The ruling upholds the Tennessee Court of Appeals reversal of Blount County Circuit Court Judge W. Dale Young's dismissal of the case. The appeals court had previously overturned Young's dismissal, reinstated the case, and ordered Alcoa to pay for the appeal. There is no word yet on what's next or whether the case will be remanded back to Blount County Circuit Court.

Developing...

UPDATE: We just spoke with attorney Greg Coleman who represents Doug Satterfield, the plaintiff in the case. He said it is a big victory, most importantly for Mr. Satterfield and the Satterfield family.

Mr. Coleman said the Tennessee Supreme Court ruled that Alcoa owes a duty to Amanda Satterfield, the late daughter of Doug Satterfield, regarding exposure to hazardous workplace materials (asbestos in this case).
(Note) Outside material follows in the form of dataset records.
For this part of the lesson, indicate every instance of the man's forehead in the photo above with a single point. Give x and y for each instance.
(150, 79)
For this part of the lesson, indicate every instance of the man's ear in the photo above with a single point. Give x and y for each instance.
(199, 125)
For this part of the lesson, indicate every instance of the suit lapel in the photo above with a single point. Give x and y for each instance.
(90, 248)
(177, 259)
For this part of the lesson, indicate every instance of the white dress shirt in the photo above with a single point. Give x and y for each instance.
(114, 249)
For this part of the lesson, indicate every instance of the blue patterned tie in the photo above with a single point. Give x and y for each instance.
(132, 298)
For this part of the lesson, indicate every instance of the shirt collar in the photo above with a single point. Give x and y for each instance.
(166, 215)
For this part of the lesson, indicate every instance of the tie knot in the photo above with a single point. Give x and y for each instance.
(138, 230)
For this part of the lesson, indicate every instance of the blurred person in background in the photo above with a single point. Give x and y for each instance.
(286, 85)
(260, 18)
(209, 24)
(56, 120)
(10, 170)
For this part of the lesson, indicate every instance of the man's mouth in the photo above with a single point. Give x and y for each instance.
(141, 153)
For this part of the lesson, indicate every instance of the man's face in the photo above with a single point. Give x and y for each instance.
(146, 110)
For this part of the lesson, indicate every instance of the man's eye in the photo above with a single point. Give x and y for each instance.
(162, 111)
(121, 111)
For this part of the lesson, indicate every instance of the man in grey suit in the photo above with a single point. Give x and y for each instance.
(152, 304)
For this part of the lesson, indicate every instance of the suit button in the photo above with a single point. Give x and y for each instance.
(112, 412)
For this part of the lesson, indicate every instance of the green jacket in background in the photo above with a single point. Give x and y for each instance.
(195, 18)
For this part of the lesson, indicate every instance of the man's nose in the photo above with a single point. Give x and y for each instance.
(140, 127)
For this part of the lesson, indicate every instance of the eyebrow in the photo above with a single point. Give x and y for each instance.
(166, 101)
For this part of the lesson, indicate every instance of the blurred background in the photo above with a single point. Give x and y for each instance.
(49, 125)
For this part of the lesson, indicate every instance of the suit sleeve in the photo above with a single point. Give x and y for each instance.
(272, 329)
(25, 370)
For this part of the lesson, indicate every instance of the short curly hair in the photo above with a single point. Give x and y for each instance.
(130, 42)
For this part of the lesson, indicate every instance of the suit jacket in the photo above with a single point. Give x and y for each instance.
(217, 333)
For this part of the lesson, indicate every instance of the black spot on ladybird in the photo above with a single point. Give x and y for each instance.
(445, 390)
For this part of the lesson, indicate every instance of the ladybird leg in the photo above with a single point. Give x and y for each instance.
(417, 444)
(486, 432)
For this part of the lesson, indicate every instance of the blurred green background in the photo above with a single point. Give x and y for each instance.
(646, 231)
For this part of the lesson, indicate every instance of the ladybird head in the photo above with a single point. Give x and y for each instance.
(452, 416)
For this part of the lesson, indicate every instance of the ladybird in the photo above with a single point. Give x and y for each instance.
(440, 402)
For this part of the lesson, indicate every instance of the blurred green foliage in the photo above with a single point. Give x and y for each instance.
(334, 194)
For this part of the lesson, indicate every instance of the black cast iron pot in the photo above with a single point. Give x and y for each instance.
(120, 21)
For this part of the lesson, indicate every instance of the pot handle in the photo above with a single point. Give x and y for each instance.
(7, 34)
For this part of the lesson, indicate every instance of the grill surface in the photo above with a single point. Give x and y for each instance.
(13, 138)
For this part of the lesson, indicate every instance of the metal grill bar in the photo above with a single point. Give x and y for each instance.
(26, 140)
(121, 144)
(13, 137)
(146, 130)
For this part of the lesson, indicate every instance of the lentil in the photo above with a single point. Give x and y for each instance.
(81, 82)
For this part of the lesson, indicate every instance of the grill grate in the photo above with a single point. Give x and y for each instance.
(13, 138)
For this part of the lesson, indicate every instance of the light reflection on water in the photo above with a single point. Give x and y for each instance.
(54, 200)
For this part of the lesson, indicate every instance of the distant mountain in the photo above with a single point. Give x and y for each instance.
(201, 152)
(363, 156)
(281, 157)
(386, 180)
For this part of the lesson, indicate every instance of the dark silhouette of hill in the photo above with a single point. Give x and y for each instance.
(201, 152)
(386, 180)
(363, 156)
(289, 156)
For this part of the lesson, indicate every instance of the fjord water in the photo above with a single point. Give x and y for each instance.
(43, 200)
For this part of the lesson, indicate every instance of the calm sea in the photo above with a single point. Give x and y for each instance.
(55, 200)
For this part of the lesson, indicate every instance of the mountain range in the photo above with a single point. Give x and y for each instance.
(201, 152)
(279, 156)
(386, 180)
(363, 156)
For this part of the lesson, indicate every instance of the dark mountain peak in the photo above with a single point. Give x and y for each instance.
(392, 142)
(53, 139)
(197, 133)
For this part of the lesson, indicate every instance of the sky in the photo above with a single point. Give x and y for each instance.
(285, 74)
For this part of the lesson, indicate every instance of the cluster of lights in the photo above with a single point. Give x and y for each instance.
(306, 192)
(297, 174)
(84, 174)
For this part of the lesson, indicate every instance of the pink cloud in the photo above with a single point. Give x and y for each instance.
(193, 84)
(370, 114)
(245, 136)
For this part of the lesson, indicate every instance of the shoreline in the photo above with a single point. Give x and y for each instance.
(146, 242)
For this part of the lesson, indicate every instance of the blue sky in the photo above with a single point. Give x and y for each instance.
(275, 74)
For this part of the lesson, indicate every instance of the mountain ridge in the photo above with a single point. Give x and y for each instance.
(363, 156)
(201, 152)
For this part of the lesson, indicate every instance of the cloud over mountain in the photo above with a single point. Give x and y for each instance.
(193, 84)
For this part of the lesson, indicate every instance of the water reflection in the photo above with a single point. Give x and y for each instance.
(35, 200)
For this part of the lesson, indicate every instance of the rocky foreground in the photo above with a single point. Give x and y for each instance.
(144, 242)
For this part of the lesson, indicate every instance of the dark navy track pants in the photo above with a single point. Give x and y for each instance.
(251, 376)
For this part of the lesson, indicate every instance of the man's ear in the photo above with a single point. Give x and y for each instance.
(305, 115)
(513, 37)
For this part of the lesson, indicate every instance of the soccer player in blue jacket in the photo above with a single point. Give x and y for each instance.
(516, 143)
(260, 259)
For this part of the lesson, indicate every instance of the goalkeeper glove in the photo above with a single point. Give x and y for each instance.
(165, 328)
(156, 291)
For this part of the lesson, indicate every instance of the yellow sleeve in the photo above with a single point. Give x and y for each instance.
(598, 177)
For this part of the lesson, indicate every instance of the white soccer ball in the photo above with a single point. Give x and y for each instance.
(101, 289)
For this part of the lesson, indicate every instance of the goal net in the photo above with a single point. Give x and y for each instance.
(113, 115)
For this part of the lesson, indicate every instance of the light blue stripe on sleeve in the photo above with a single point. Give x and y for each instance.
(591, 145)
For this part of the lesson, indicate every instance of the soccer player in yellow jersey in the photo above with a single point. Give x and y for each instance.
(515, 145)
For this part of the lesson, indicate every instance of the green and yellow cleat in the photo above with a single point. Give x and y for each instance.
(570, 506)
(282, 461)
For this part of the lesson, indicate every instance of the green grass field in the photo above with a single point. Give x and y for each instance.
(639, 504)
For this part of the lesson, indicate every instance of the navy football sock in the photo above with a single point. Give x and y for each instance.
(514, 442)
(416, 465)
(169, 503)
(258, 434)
In an unprecedented ruling that Mr. Coleman said "changes the law in Tennessee," the State Supreme Court also ruled that such duty also extends beyond the employee and immediate family members to anyone having "close and repeated contact." This would include, for example, a maid who routines does laundry contaminated with hazardous materials, or people exposed from riding in a car pool.

The ruling effectively expands the "class of persons" to include anyone with close and repeated contact. Mr. Coleman said it is the first case of its type in the state.

The court told Alcoa that there should be limits, but that Alcoa had to make a case as to why their duty does not extend to this class of persons.

With the State Supreme Court ruling, the case is remanded back to the Blount County Circuit Court and Judge W. Dale Young.

Attached is the full Tennessee Supreme Court ruling.

I'm glad, and this is good, but...

don't you think the next stop in the case is going to be about 500 miles east of Dale Young's courtroom? East, northeast, maybe even an Nor'easter?

Mello, there are no federal

Mello, there are no federal Constitutional or statutory issues involved for an appeal to the US Supreme Court. The case involved state law questions of duty and negligence. Next stop will be Blount County Circuit Court for trial.